Why China won’t just let the virus go around

Volunteers prepare bags of vegetables for the residents of Beijing, which is currently under a lockdown.Image ANP / EPA

About nine in ten Chinese were vaccinated early last year with one of China’s own vaccines, mainly from manufacturers Sinovac and Sinopharm, a state-owned company. Unlike Western vaccines, Chinese vaccines consist of chemically killed virus particles, rather than just the spines of the virus. A classic recipe, which Beijing proudly exported to countries including Indonesia, Brazil, Pakistan and Iran.

But soon the vaccines on which that pride is based didn’t work too well. A Thai study found that of healthcare workers who have had the injections only 60 percent still had high levels of antibodies after a month. After three months that was even only 12 percent. In Indonesia, among others, the virus quickly flared up again. And in Brazil, it was decided to switch to other vaccines, after it was found that CoronaVac, Sinovac’s vaccine, protects the elderly against hospitalization for only 30 percent, much less than the AstraZeneca vaccine.

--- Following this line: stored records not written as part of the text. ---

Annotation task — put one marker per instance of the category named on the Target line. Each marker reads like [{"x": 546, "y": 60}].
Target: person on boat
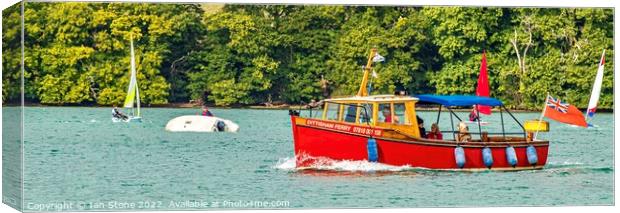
[
  {"x": 463, "y": 135},
  {"x": 435, "y": 133},
  {"x": 118, "y": 114},
  {"x": 206, "y": 112},
  {"x": 421, "y": 126},
  {"x": 387, "y": 113},
  {"x": 473, "y": 115}
]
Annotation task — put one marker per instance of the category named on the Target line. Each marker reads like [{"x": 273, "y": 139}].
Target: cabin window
[
  {"x": 365, "y": 115},
  {"x": 333, "y": 111},
  {"x": 317, "y": 113},
  {"x": 385, "y": 113},
  {"x": 350, "y": 113},
  {"x": 399, "y": 114}
]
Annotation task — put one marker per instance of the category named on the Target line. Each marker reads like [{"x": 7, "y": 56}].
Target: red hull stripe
[{"x": 317, "y": 142}]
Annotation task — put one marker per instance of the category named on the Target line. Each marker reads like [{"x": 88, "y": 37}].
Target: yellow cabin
[{"x": 393, "y": 112}]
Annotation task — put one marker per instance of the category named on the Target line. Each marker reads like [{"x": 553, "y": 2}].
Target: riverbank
[{"x": 262, "y": 107}]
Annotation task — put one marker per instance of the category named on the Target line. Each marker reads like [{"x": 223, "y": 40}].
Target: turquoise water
[{"x": 77, "y": 159}]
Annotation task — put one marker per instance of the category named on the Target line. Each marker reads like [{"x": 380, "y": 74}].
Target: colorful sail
[
  {"x": 482, "y": 88},
  {"x": 596, "y": 89}
]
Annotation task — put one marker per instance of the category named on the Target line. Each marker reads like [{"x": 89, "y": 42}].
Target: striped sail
[
  {"x": 132, "y": 90},
  {"x": 596, "y": 89}
]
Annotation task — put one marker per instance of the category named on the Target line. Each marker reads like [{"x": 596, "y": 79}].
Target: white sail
[
  {"x": 596, "y": 89},
  {"x": 132, "y": 90}
]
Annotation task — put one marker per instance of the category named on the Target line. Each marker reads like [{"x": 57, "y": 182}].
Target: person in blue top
[{"x": 206, "y": 112}]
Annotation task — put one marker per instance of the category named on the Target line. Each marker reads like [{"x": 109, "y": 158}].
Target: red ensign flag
[{"x": 563, "y": 112}]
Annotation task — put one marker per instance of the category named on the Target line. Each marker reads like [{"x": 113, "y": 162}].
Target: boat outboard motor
[{"x": 221, "y": 126}]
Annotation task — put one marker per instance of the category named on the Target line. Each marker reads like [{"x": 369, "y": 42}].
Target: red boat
[{"x": 384, "y": 129}]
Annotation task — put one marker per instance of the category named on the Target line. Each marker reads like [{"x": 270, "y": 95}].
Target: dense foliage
[{"x": 78, "y": 53}]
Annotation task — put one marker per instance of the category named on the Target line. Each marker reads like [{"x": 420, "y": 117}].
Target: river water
[{"x": 77, "y": 159}]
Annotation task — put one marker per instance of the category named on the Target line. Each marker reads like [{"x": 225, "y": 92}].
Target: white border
[{"x": 519, "y": 3}]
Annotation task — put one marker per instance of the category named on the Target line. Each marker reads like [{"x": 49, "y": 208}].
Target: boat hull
[{"x": 314, "y": 142}]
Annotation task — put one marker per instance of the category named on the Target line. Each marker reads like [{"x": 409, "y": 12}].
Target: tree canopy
[{"x": 78, "y": 53}]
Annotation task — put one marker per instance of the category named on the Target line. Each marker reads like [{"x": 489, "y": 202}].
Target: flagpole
[{"x": 541, "y": 116}]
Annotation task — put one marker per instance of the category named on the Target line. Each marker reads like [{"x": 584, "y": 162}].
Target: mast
[
  {"x": 596, "y": 89},
  {"x": 363, "y": 90},
  {"x": 135, "y": 78}
]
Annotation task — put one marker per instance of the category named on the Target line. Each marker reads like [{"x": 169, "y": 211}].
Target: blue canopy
[{"x": 459, "y": 100}]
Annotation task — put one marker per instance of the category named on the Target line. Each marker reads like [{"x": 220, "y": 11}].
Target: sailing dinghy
[
  {"x": 132, "y": 100},
  {"x": 200, "y": 123}
]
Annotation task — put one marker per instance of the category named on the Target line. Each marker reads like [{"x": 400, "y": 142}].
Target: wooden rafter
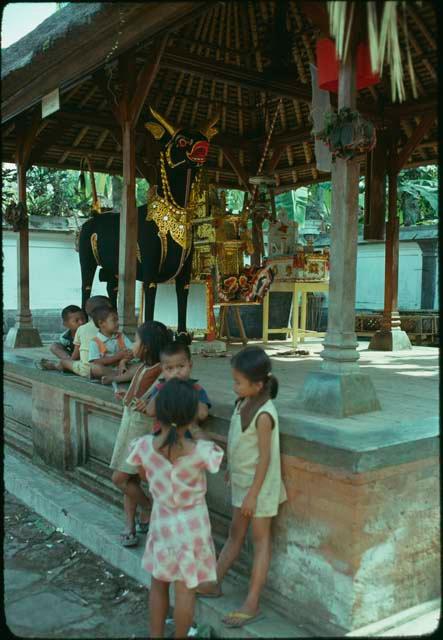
[
  {"x": 426, "y": 123},
  {"x": 247, "y": 78},
  {"x": 239, "y": 170}
]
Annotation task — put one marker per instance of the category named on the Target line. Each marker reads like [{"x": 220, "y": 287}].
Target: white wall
[
  {"x": 371, "y": 273},
  {"x": 55, "y": 279},
  {"x": 54, "y": 271}
]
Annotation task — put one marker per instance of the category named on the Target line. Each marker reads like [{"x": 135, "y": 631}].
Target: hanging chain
[{"x": 265, "y": 151}]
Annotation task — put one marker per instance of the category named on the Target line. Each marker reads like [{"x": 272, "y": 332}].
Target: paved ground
[{"x": 56, "y": 588}]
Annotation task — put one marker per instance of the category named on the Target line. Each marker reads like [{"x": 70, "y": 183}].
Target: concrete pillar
[
  {"x": 340, "y": 389},
  {"x": 23, "y": 334},
  {"x": 429, "y": 248}
]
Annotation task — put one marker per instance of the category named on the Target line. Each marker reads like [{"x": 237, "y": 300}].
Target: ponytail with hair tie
[{"x": 254, "y": 363}]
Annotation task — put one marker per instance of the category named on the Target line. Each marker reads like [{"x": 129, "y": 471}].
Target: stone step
[
  {"x": 420, "y": 620},
  {"x": 96, "y": 524}
]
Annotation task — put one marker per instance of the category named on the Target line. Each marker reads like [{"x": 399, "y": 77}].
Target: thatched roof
[
  {"x": 225, "y": 57},
  {"x": 45, "y": 37}
]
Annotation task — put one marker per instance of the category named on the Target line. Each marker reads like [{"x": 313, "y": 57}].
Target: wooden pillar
[
  {"x": 127, "y": 264},
  {"x": 390, "y": 337},
  {"x": 340, "y": 389},
  {"x": 23, "y": 334},
  {"x": 135, "y": 90}
]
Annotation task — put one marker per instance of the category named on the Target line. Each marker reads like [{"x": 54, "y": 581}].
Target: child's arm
[
  {"x": 264, "y": 431},
  {"x": 76, "y": 352},
  {"x": 141, "y": 473},
  {"x": 203, "y": 411},
  {"x": 109, "y": 360},
  {"x": 150, "y": 408},
  {"x": 203, "y": 405}
]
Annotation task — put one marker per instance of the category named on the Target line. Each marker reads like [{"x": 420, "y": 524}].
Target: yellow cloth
[
  {"x": 243, "y": 455},
  {"x": 83, "y": 337}
]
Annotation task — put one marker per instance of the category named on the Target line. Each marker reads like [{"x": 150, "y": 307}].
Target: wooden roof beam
[
  {"x": 144, "y": 21},
  {"x": 425, "y": 125},
  {"x": 239, "y": 170},
  {"x": 317, "y": 13},
  {"x": 145, "y": 81},
  {"x": 238, "y": 76}
]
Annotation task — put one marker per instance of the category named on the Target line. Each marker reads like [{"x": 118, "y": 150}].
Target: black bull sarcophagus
[{"x": 165, "y": 246}]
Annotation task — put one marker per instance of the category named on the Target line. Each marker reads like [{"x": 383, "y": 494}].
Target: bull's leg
[
  {"x": 88, "y": 273},
  {"x": 112, "y": 289},
  {"x": 88, "y": 264},
  {"x": 150, "y": 290},
  {"x": 182, "y": 290}
]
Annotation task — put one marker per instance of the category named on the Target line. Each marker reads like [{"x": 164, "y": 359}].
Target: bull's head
[{"x": 183, "y": 147}]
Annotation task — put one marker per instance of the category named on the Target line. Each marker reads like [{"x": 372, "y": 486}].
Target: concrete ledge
[
  {"x": 96, "y": 525},
  {"x": 353, "y": 446},
  {"x": 416, "y": 621}
]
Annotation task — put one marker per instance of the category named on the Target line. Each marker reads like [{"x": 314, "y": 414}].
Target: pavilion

Then the omikron variant was yet to come. Although the Chinese vaccines still provide some protection against hospitalization and death, they appear to be infected with the omikron variant hardly to hold back. And boosters only help a little: to make matters worse, a shot with the Western Pfizer vaccine appears to be the best booster. That would require Xi Jinping to buy vaccines in the United States with hanging legs: an ignominious failure.


“I also thought: why doesn’t China just let it go? But that was before I delved into the numbers’, says Professor of Microbiology Heiman Wertheim (Radboud UMC). “If you allowed the virus to circulate, the number of hospital admissions would certainly become a problem. Because of the law of large numbers: even small percentages quickly translate into huge numbers in China’s huge population.’

In addition, many older Chinese, the most vulnerable group, have had themselves vaccinated poorly, out of historically grown mistrust of the state. Only 64 percent of a quarter of a billion Chinese over-60s have had a booster. This is only about 30 percent among the over-80s.

A sinister omen is the omikron outbreak that raged in Hong Kong last spring, resulting in overcrowded hospitals and thousands of deaths. In New Zealand, also an island that first gave up its zero-covid policy, intensive care units remained virtually empty. The crucial difference: in New Zealand, almost all elderly people have been vaccinated with Pfizer’s mRNA vaccine. After the first wave, more than 9,000 people had died in Hong Kong, 15 times the number in New Zealand.


Beijing is now frenetically trying to save what can be saved, including by producing mRNA vaccines itself. Six of these are currently in development. The most advanced, from vaccine manufacturer Abogen in Suzhou, is currently being tested in Mexico and Indonesia. Tellingly, as early as March 2020, the Chinese company Fosun Pharma from Shanghai signed a deal with Pfizer for the supply of its mRNA vaccine, if it ever materialized. But Beijing has always delayed the vaccine approval, out of ‘technonationalism’, according to the British magazine Nature.

This is how China has trapped itself, out of nationalism and stubbornness. ‘A way out of this situation would be to admit the Pfizers and the Modernas,’ says Wertheim. “But then Beijing would have to step over its own pride.”